Как ни оправдана может быть нелюбовь кельтов к нам, нелюбовь эта всегда оказывается им так или иначе выгодна. Всякий шотландец, желающий править, всякий ирландец, желающий сатирически высмеять, всякий уэльсец, желающий петь, – короче говоря, всякий охотник до денег и славы – обрушивается на Лондон, и если хоть самую малость знает свое дело, щедро вознаграждается. Вдобавок он может столь же щедро вкусить от английских идеалов и ими заразиться, но создается впечатление, что на такой риск каждый идет весьма охотно. Эта многовековая узурпация не-англичанами функций правления, критики и развлечения Англии есть результат еще одной типично английской черты – любви к третейскому судейству, то есть стремления утвердить некие принципы, а затем наблюдать, как другие им следуют. Британию можно было бы (в порядке рабочей гипотезы) определить так: кельтский гений и любовь к действию, явленные на поле высочайших английских принципов.
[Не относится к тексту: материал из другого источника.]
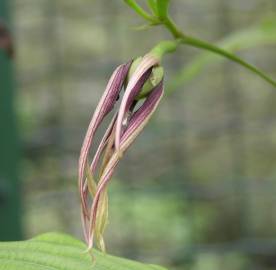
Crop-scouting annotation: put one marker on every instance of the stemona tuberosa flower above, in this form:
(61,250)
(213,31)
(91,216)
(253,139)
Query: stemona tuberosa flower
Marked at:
(141,79)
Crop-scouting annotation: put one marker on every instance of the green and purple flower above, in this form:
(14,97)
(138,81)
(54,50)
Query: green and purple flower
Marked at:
(142,78)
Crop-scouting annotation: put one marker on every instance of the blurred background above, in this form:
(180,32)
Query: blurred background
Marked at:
(197,189)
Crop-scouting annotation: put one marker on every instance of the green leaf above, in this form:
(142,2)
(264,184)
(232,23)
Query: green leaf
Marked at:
(263,33)
(54,251)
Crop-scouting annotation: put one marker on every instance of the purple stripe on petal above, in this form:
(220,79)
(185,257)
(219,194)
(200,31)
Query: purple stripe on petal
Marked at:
(105,178)
(142,116)
(105,105)
(102,144)
(136,124)
(135,84)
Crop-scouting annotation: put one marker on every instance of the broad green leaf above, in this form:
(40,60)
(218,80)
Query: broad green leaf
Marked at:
(54,251)
(262,34)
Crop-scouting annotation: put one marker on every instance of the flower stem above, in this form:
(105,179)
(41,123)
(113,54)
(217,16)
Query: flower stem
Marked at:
(164,47)
(194,42)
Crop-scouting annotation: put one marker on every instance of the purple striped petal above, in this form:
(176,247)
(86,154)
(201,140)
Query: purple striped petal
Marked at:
(135,84)
(136,125)
(105,105)
(141,117)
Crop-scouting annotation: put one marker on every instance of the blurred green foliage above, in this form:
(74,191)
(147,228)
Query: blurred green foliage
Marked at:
(197,190)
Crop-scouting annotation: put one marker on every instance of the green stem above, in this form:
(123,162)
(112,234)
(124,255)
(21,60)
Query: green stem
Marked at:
(210,47)
(140,11)
(191,41)
(164,47)
(171,26)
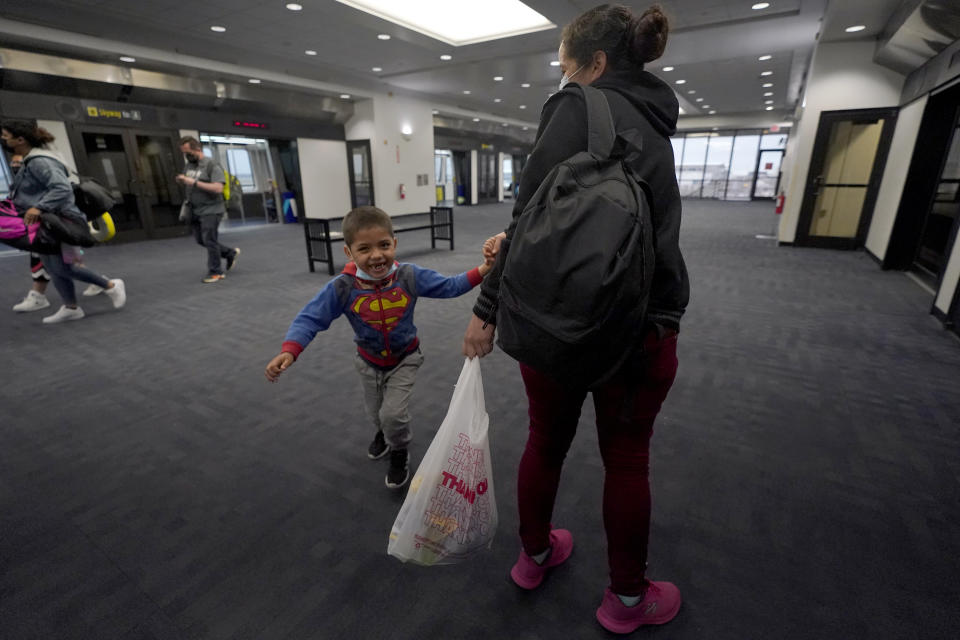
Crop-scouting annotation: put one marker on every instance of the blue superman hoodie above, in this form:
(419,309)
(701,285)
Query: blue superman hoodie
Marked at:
(380,311)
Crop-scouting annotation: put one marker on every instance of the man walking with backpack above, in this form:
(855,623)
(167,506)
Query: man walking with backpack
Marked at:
(203,180)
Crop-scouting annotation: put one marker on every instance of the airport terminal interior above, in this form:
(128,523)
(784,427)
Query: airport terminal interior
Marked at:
(804,468)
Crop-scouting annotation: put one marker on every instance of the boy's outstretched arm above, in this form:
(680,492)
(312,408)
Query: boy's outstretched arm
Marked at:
(278,365)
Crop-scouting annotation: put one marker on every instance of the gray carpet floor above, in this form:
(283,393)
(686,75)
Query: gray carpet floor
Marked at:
(805,467)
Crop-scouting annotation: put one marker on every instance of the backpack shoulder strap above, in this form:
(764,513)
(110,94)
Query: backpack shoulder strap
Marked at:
(601,132)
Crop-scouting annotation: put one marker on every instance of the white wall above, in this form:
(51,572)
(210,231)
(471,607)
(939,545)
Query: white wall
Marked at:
(396,160)
(326,183)
(951,276)
(61,144)
(894,177)
(842,76)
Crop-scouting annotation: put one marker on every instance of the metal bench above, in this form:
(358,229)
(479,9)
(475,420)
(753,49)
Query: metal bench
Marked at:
(321,233)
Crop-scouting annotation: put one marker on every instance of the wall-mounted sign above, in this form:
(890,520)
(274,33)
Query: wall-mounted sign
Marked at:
(246,124)
(94,111)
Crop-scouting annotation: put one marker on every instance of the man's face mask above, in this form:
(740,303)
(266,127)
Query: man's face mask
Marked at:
(566,79)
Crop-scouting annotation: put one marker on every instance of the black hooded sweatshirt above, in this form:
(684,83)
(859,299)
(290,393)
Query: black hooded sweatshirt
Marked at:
(638,100)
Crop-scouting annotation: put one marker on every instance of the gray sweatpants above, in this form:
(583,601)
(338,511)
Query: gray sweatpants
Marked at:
(386,395)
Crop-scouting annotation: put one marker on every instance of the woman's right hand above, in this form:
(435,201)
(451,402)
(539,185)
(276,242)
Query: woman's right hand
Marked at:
(478,340)
(278,365)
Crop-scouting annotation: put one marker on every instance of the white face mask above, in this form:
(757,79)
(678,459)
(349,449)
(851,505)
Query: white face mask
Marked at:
(566,79)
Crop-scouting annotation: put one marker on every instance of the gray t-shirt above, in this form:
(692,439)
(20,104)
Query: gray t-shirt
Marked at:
(203,202)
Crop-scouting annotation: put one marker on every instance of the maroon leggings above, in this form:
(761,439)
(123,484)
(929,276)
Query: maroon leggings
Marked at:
(626,409)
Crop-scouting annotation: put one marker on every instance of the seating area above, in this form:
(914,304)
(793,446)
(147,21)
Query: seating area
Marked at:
(321,233)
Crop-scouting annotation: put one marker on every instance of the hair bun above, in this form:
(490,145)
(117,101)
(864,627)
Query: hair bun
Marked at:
(649,34)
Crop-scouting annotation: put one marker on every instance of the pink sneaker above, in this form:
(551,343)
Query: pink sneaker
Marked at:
(660,604)
(528,574)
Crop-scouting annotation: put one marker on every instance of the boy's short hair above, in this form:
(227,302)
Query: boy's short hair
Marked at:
(364,218)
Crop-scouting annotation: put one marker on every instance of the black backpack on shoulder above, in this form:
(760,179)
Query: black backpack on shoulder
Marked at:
(578,270)
(92,198)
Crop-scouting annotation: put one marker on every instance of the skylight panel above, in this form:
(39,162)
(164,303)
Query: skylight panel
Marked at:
(468,23)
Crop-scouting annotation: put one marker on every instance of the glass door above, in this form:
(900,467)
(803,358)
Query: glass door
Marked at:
(106,160)
(849,154)
(768,174)
(139,169)
(940,226)
(361,173)
(157,166)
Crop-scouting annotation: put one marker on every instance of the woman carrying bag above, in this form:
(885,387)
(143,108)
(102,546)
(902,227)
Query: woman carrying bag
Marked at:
(42,187)
(605,48)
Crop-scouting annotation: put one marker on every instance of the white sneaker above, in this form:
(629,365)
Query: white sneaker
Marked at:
(118,294)
(64,315)
(33,302)
(93,290)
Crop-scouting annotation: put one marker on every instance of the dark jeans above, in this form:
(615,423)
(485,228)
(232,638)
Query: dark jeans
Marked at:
(64,274)
(206,232)
(626,409)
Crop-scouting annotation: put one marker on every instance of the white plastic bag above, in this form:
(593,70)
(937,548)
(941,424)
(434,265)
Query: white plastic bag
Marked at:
(450,512)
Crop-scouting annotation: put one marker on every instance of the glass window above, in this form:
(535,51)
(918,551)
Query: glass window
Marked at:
(239,161)
(717,166)
(691,170)
(774,140)
(742,167)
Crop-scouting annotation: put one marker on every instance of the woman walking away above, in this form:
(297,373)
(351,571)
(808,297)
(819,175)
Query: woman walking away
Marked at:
(42,186)
(604,48)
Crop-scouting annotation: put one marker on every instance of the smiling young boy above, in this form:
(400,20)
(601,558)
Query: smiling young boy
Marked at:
(377,294)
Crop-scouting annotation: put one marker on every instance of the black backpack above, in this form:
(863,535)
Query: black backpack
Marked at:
(578,270)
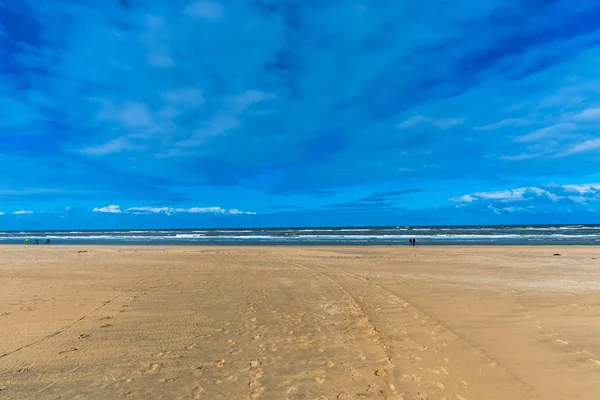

Я ни в коем случае не сторонник Малой Англии. Совершенно очевидно, что человек есть существо федеративное, а права государств в процессе эволюции становятся делом все более безнадежным. Породнение отдельных стран, слияние их в блоки зашло уже довольно далеко, а в Соединенном Королевстве только горстка лунатиков в кельтской ночи по-прежнему задает кошачьи концерты, требуя самоуправления. Пришло время, когда стало административной и политической необходимостью говорить о том, быть ли нам британцами, и мучительная переоценка статуса мировой державы, которую нам – англичанам-британцам – пришлось пережить после 1945 года, фактически позволяет нам теперь снова стать в гораздо большей степени англичанами. Другие три страны всегда брыкались, не желая применять к себе понятие «британец», и поскольку это мы несем ответственность за возникновение самой идеи, мы вот уже много лет всерьез относимся к ответственности за ее дальнейшую судьбу. Мы всегда чувствовали, что обязаны показать другим, как быть британцами, и это обострило нашу, теперь уже утратившую злободневность шизофрению.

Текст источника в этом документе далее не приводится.